Начальник отдела, ведающего ворами в законе – хозяевами зон и тюрем, пользовался у своих подопечных, возможно, натянутой, скептической, однако твердой репутацией «правильного мента». Со своим контингентом он работал корректно, хотя и твердо, но подлостей с подбросами оружия и наркотиков не допускал, а многочисленные попытки всучить ему взятку оканчивались провалом.
– Зарплата у меня маленькая, – объяснил он как-то одному из криминальных авторитетов свою позицию. – А семья большая. Деньги мне нужны. Но ты поясни всем заинтересованным: у меня много знакомых коммерсантов, нуждающихся в юридических консультациях. Я их даю, скажем, так. Но если возьму деньги у блатных, вам и уподоблюсь. И спрашивать вы будете с меня как со своего. По всей строгости. И правильно сделаете. Вопрос: так зачем мне себя терять? И лезть обеими руками в капкан?
Я обрисовал ему ситуацию.
– Слышал я о ваших злоключениях, – вздохнул он. – Но разбираться, кто там прав, кто – нет, не собираюсь. Просишь – сделаю. «Чехи», кстати, уже стрелки по данному вопросу друг на друга переводят, скоро, помяни мое слово, начнется отстрел подозреваемых… Если, конечно, Тарасов на себя ничего не возьмет. И подвигли «чехов» на внутреннюю измену, полагаю, его кореша-чекисты. Их методами отпахивает…
– А у нас методы другие? – заметил я.
– Мы тоже спецслужба, куда деваться… – пожал он плечами. – А вы с Акимовым вроде выпали из круга виновных… Но вот в Тарасове я и сам не уверен: акула без принципов. Но опять-таки: если ты просишь…
Вечером он позвонил мне, устало сообщив:
– На месте все в курсе. Вывод у урок такой: правильного мента прессуют неправильные менты с подачи ненавистных славянской братве «чехов». И хотят использовать честных пацанов для опрессовки Тарасова втемную. Но – дескать, не угадали, умники. Оркестра и шампанского по его прибытии не гарантирую, но устроится как мирный подселенец. «Смотрящий» позаботится. Единственно, надо подогреть тюремных оперов, чтобы мышление сторон приобрело коллективный характер. Ведь отчеты наверх обязаны поступать, так? А в отчетах должна плескаться сплошная жуть… И составят отчеты повесть о несгибаемом чекисте.

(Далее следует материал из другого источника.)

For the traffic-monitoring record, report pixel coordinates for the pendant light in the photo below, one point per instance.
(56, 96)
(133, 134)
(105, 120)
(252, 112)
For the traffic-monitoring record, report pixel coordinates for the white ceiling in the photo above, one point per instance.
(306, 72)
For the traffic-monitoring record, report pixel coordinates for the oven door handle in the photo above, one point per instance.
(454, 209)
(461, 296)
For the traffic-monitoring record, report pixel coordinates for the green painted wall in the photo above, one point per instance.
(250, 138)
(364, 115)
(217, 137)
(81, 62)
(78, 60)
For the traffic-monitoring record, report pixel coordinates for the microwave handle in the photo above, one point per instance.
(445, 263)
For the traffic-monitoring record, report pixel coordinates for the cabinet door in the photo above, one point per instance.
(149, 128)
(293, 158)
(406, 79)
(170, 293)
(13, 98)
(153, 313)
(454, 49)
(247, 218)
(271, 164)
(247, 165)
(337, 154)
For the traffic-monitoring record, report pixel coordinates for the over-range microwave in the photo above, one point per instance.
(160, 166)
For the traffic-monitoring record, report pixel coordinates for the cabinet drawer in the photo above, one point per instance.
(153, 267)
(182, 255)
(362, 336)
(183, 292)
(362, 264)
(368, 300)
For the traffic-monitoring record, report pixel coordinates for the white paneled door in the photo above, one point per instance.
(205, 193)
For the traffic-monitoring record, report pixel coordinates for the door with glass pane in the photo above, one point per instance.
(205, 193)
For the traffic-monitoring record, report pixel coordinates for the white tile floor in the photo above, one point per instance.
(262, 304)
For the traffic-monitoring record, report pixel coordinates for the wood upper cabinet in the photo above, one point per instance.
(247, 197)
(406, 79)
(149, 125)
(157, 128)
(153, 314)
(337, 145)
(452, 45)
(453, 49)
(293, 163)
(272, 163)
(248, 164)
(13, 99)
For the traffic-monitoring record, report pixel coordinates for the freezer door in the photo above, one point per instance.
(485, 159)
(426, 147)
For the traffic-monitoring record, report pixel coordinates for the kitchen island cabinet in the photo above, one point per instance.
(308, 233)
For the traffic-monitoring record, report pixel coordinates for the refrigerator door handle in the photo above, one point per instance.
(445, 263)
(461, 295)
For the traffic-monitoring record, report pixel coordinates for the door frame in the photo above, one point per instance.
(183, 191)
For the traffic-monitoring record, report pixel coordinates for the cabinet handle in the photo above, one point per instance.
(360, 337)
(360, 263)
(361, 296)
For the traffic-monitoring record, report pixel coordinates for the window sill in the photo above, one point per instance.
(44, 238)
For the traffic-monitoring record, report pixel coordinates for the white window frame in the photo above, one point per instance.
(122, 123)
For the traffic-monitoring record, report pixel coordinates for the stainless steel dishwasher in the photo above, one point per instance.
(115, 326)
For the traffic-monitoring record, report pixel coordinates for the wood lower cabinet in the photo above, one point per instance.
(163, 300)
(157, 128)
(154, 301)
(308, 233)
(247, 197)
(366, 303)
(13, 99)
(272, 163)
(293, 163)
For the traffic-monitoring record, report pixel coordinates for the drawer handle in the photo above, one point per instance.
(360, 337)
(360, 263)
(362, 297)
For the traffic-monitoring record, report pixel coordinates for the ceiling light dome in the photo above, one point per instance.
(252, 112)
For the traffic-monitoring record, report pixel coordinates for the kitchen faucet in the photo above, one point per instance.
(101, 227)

– Это понятно, – сказал я, вспомнив об увесистой сумке с долларами, легкомысленно хранящейся в гараже.
Поместить деньги в банковскую ячейку я до сих пор не сподобился, опасаясь искусной наружки, сливов информации из банков и, соответственно, своего разоблачения.
Спустя несколько дней я столкнулся в холле конторы с Соколовым, подписывающим обходной лист. С темными кругами под глазами, трясущийся, небритый, в затертом свитерке, он являл ярчайший пример тех истин, что все проходит, а поднявшийся высоко падает больно.
Большинство бывших сослуживцев взирало на него как на раздавленного слизняка, что заставило меня сделать неутешительные выводы об истинной сути подлых натур сотоварищей, некогда угодливо пресмыкавшихся перед правой рукой тирана. Мне Соколов был глубоко несимпатичен, но пинать упавшего я не стал, и вовсе не из-за того, что упавший мог встать, – я попросту этого не умел.
Пожал ему руку, сказал тихо:
– Вроде твою карусель заклинило, соскакивай поскорей и нигде не светись.
– Спасибо тебе, – произнес он вдумчиво. – Выручил.
– Ты о чем?
– Сливкин сказал, ты перед замом министра хлопотал, и если бы не это, растерзал бы он меня… Вот сука, да? Но я для тебя, Юра, теперь… все что угодно! Запомни! Жизнь – длинная, хотя проходит быстро…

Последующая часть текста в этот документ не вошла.